Ich schicke aber einen älteren ausdruck voraus, der mir ganz den eben entwickelten sinn zu gewähren, und in seiner allgemeinheit sämtliche, hernach näher abzuhandelnde besondere wesen zu umfassen scheint. das ahd. itis pl. itisî, alts. ides, pl. idisî, ags. ides, pl. idesa bedeutet femina überhaupt und kann von jungfrauen oder frauen, armen oder reichen gelten [Fußnote]. gleich dem gr. νύμφη scheint es jedoch schon in frühster zeit vorzugsweise auf übermenschliche wesen angewandt, die geringer als göttinnen, höher als irdische frauen angesehn gerade den mittelrang einnehmen, von welchem hier die rede ist. Tacitus meldet uns, ein berühmtes schlachtfeld an der Weser habe bei den Cheruskern Idisiaviso (so bessere ich aus Idistaviso) geheißen, d. i. nympharum pratum, frauenwiese; einerlei ob die stätte schon vor dem kampf mit den Römern diesen namen führte oder ihn erst nachher überkam (s. Haupts zeitschr. 9, 248). hier war einmal oder zum andernmal unter leitung dieser hehren frauen gesiegt worden. in voller thätigkeit stellt uns das Merseburger lied die idisî dar:
sumâ hapt heptidun, sumâ heri lezidun,
sumâ clûbôdun umbi cuniowidi,
einige hefteten haft, d. i. thaten (dem kampfe) einhalt, wie es Renner 20132 heißt:
dez muoz ich heften einen haft
an dirre materie ân mînen danc,
wan ich fürhte, sie werde ze lanc.
andere hielten das heer auf (goth. hari latidêdun), noch andere pflückten nach ketten oder kränzen, d. i. nach bindenden, fesselnden pflanzen und reisern, aus welchen sie hemmende binden oder kränze dem sieger zu winden gedachten. ihr geschäft war also, wie es auch die anwendung des zauberspruchs fordert, hier ein hemmendes, aufhaltendes; merkwürdig stimmen dazu die Sæm. 45a nebeneinander angeführten eigennamen zweier nord. valkyrien Hlöck = ahd. Hlancha, d. i. catena und Herfiötr = ahd. Herifezzara, exercitum vinciens. sicher stand es auch in ihrer gewalt zu lösen und zu fördern, wie zu binden und zu hemmen. Mit itis zusammengesetzt sind die frauennamen Itispuruc (Meichelbeck no. 162), Itisburg (trad. fuld. Schannat 181), Idisburg (Lacombl. no. 87) und Itislant (Graff 1, 159), die wie Hiltipurc, Sigipurc, Sigilant (MB. 14, 362) sich für solche frauen unsrer vorzeit eignen [Fußnote] [Fußnote].

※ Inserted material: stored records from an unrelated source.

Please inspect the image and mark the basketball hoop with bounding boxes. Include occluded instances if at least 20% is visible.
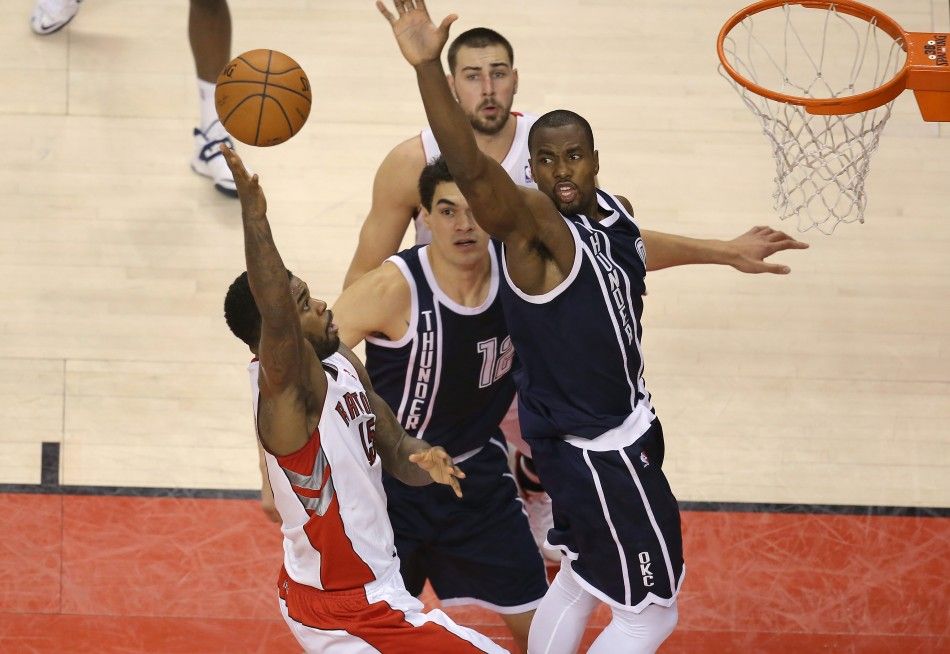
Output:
[717,0,950,234]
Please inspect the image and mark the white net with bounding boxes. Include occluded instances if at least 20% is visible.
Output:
[719,4,905,234]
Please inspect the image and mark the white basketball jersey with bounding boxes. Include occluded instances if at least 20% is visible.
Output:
[248,353,399,592]
[413,111,538,245]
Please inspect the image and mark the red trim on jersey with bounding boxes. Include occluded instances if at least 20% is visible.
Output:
[277,429,376,590]
[303,492,376,590]
[275,427,329,476]
[277,569,484,654]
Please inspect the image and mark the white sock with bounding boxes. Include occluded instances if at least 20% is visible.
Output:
[528,557,600,654]
[198,79,218,132]
[587,602,679,654]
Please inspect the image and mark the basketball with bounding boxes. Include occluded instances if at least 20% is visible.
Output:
[214,49,311,146]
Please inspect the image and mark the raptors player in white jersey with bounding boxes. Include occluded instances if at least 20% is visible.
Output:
[222,146,505,654]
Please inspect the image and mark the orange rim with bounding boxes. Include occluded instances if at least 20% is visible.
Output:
[716,0,909,114]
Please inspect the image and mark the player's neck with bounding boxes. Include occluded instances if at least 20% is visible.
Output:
[426,247,491,307]
[475,116,518,163]
[584,194,614,222]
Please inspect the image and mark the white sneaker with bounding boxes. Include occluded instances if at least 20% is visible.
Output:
[191,120,237,198]
[30,0,82,35]
[521,491,562,563]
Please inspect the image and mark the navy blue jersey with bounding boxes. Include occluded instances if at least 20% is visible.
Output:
[496,190,652,439]
[366,246,515,457]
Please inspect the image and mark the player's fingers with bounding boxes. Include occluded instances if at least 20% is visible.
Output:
[439,14,459,32]
[376,0,396,24]
[752,262,792,275]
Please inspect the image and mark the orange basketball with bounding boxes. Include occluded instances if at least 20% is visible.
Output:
[214,50,311,146]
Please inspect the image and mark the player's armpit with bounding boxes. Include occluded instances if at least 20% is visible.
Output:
[333,262,411,348]
[343,136,426,288]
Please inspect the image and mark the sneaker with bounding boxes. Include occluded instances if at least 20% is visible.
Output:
[521,491,561,563]
[191,120,237,198]
[30,0,82,35]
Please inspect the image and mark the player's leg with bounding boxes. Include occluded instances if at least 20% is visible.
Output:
[30,0,82,36]
[278,571,506,654]
[587,603,679,654]
[515,451,561,564]
[510,397,561,564]
[499,609,535,653]
[428,438,547,652]
[188,0,237,197]
[528,558,600,654]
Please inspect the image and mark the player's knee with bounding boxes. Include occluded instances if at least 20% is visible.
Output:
[191,0,228,10]
[612,602,679,652]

Aber viel reichere aufschlüsse über ihr wesen gewinnen wir aus den nordischen quellen, es ist bisher verkannt worden, daß dem ahd. itis, ags. ides das altn. dîs pl. dîsir entspricht; ein beispiel ähnlicher aphaeresis war s. 193 Rîgr für Iring, und Sangrim, Singrim für Isangrim, Isingrim (Reinh. CCVIII). alle zweifel schwinden sobald man das eddische dîs Skiöldûnga Sæm. 169a 209a mit dem ags. ides Scildinga Beov. 2337 vergleicht. Auch die nordischen dîsir sind bald gütige, schirmende, bald feindliche, hindernde wesen, vgl. Sæm. 185a 195a 254b 273a. ein beispiel der letzteren art liefert die geschichte von Thiđrandi, den dîsir umbrachten, thann er sagt at dîsir vaegi, quem deas interfecisse dicunt (Nialssaga cap. 97); die umständliche erzählung (fornm. sög. 2, 195) nennt sie bloß konur (frauen). spâdîsir (nymphae vaticinantes) Völsung. saga cap. 19 sind nichts anders als was spâkonur; die redensart: ›ecki eru allar dîsir dauđar enn‹ (Alfs saga cap. 15) sagt ganz allgemein: noch sind nicht alle guten geister ausgestorben. ›yđr munu dauđar dîsir allar‹ (euch sind alle geister todt) fornald. sög. 2, 47. Das volk aber verehrte sie und brachte ihnen opfer: öfter ist die rede von dîsablôt. Egilssaga cap. 44 p. 205. Vigagl. saga cap. 6 p. 30; blôta kumla dîsir (deabus tumulatis sacrificare) Egilss. p. 207. aus dieser stelle folgt ein zusammenhang der dîsir mit gespenstern, d. h. abgeschiednen geistern, deren wiedererscheinen vorbedeutet: ›konor hugđak dauđar koma î nôtt‹ (Sæm. 254a), todte frauen, d. h. dîsir. Herjans dîs (Sæm. 213b) ist nympha Odini, eine in Valhöll wohnende, zu Ođins gebot stehende jungfrau; dîs Skiöldûnga (Sæm. 169a 209a), aus dem geschlecht der Skiöldunga abstammende göttliche jungfrau, wird sowol Sigrûn als Brynhild genannt, vgl. ags. ides Scyldinga und ides Helrninga Beov. 1234. aber selbst Freyja heißt Vanadîs (nympha Vanorum) Sn. 37 und Skađi, eine andere göttin, öndurdîs (die in holzschuhen gehende) Sn. 28, was gleichviel ist mit öndurguđ. mehrere weibliche eigennamen sind mit dîs zusammengesetzt: Thôrdîs, Hiördîs, Asdîs, Vigdîs, Halldîs, Freydîs und sie zeigen das beträchtliche alter der einsilbigen form dîs, welche auch in der edda stets auf D alliteriert, ahd. hätte man Donaritis etc. zu gewarten. dem ursprünglichen idis könnte der name der göttin Idunn verwandt scheinen [Fußnote].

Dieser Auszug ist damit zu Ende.